Methods to Construct and Evolve a Customized OpenAI Agent with A-Evolve Utilizing Benchmarks, Abilities, Reminiscence, and Workspace Mutations

On this tutorial, we work immediately with the A-Evolve framework in Colab and construct an entire evolutionary agent pipeline from the bottom up. We arrange the repository, configure an OpenAI-powered agent, outline a customized benchmark, and construct our personal evolution engine to see how A-Evolve really improves an agent by means of iterative workspace mutations. By the code, we use the framework’s core abstractions for prompts, abilities, reminiscence, benchmarking, and evolution, which assist us perceive not simply find out how to run A-Evolve, but in addition find out how to prolong it in a sensible, Colab-friendly means.

import os
import sys
import json
import textwrap
import subprocess
import shutil
from pathlib import Path
from getpass import getpass
from collections import Counter, defaultdict

subprocess.check_call([sys.executable, “-m”, “pip”, “install”, “-q”, “openai>=1.30.0”, “pyyaml>=6.0”, “matplotlib>=3.8”])
REPO_DIR = Path(“/content material/a-evolve”)
if REPO_DIR.exists():
shutil.rmtree(REPO_DIR)
subprocess.check_call([“git”, “clone”, “–depth”, “1”, “https://github.com/A-EVO-Lab/a-evolve.git”, str(REPO_DIR)])
sys.path.insert(0, str(REPO_DIR))

if not os.environ.get(“OPENAI_API_KEY”):
os.environ[“OPENAI_API_KEY”] = getpass(“Enter your OpenAI API key: “).strip()

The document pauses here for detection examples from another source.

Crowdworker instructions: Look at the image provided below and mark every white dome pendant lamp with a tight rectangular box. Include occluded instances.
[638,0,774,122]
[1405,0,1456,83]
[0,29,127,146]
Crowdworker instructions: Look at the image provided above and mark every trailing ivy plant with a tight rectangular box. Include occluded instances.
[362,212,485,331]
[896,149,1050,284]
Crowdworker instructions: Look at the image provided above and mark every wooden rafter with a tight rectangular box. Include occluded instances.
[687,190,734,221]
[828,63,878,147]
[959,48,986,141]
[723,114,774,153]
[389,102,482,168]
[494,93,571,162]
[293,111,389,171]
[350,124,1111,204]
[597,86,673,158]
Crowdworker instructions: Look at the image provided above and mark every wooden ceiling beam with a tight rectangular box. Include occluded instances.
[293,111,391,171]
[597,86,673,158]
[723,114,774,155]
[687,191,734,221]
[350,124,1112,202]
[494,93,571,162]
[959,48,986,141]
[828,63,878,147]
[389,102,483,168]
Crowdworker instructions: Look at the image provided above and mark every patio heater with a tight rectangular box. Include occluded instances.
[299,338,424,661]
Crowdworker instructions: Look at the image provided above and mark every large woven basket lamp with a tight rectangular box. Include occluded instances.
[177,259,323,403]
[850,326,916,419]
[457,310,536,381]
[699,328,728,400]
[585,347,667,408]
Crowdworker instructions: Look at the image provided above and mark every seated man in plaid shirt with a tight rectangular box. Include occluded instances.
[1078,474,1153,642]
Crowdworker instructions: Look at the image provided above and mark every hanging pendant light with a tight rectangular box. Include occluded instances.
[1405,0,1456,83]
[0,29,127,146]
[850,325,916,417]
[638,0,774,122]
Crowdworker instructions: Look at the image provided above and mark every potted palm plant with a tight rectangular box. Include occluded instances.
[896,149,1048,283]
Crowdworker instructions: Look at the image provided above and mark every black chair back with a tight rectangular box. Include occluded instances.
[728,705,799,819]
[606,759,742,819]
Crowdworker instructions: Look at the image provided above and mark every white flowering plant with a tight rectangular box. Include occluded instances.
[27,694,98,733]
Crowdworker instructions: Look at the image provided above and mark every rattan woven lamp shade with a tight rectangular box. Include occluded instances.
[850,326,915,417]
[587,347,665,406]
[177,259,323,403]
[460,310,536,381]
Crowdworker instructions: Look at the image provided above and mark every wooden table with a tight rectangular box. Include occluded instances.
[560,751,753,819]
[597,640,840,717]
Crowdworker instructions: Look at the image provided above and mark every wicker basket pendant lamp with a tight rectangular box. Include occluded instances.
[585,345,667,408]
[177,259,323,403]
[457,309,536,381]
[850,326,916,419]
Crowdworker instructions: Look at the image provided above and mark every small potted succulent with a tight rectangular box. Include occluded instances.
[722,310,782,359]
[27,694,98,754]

OPENAI_MODEL = “gpt-4o-mini”

import yaml
import matplotlib.pyplot as plt

import agent_evolve as ae
from agent_evolve.protocol.base_agent import BaseAgent
from agent_evolve.benchmarks.base import BenchmarkAdapter
from agent_evolve.engine.base import EvolutionEngine
from agent_evolve.sorts import Job, Trajectory, Suggestions, StepResult
from agent_evolve.contract.workspace import AgentWorkspace
from openai import OpenAI

consumer = OpenAI(api_key=os.environ[“OPENAI_API_KEY”])

WORKSPACE_ROOT = Path(“/content material/a_evolve_demo_workspace”)
if WORKSPACE_ROOT.exists():
shutil.rmtree(WORKSPACE_ROOT)

(WORKSPACE_ROOT / “prompts”).mkdir(dad and mom=True, exist_ok=True)
(WORKSPACE_ROOT / “abilities”).mkdir(dad and mom=True, exist_ok=True)
(WORKSPACE_ROOT / “reminiscence”).mkdir(dad and mom=True, exist_ok=True)
(WORKSPACE_ROOT / “instruments”).mkdir(dad and mom=True, exist_ok=True)

manifest = banana
with open(WORKSPACE_ROOT / “manifest.yaml”, “w”) as f:
yaml.dump(manifest, f, sort_keys=False)

initial_system_prompt = textwrap.dedent(“””
You’re a exact text-transformation agent.

Clear up the duty precisely.
Be concise.
Return solely the ultimate reply with no rationalization except the duty explicitly asks for JSON.
“””).strip()

(WORKSPACE_ROOT / “prompts” / “system.md”).write_text(initial_system_prompt)

We put together the complete Colab surroundings wanted to run the tutorial from begin to end. We set up the required packages, clone the A-Evolve repository, load the framework imports, and securely gather the OpenAI API key for mannequin entry. We additionally outline the workspace construction and initialize the manifest and system immediate, offering our evolving agent with a sound place to begin inside the A-Evolve framework.

def build_dataset():
practice = [
zebra”
,
berry,
cherry”
,
zebra”
,
mango”
,
lion,
mango”
,
{
“id”: “train-08”,
“rule”: “vowel_parity”,
“input”: “Word: education”,
“answer”: “ODD”
},
]

holdout = [
{
“id”: “holdout-01”,
“rule”: “json_sum”,
“input”: “Numbers: 100, 1, 9”,
“answer”: ‘{“sum”:110}’
},
{
“id”: “holdout-02”,
“rule”: “acronym_upper”,
“input”: “Create the acronym from: artificial general intelligence”,
“answer”: “AGI”
},
mango”
,
{
“id”: “holdout-04”,
“rule”: “vowel_parity”,
“input”: “Word: aeroplane”,
“answer”: “ODD”
},
]
return practice, holdout

TRAIN_DATA, HOLDOUT_DATA = build_dataset()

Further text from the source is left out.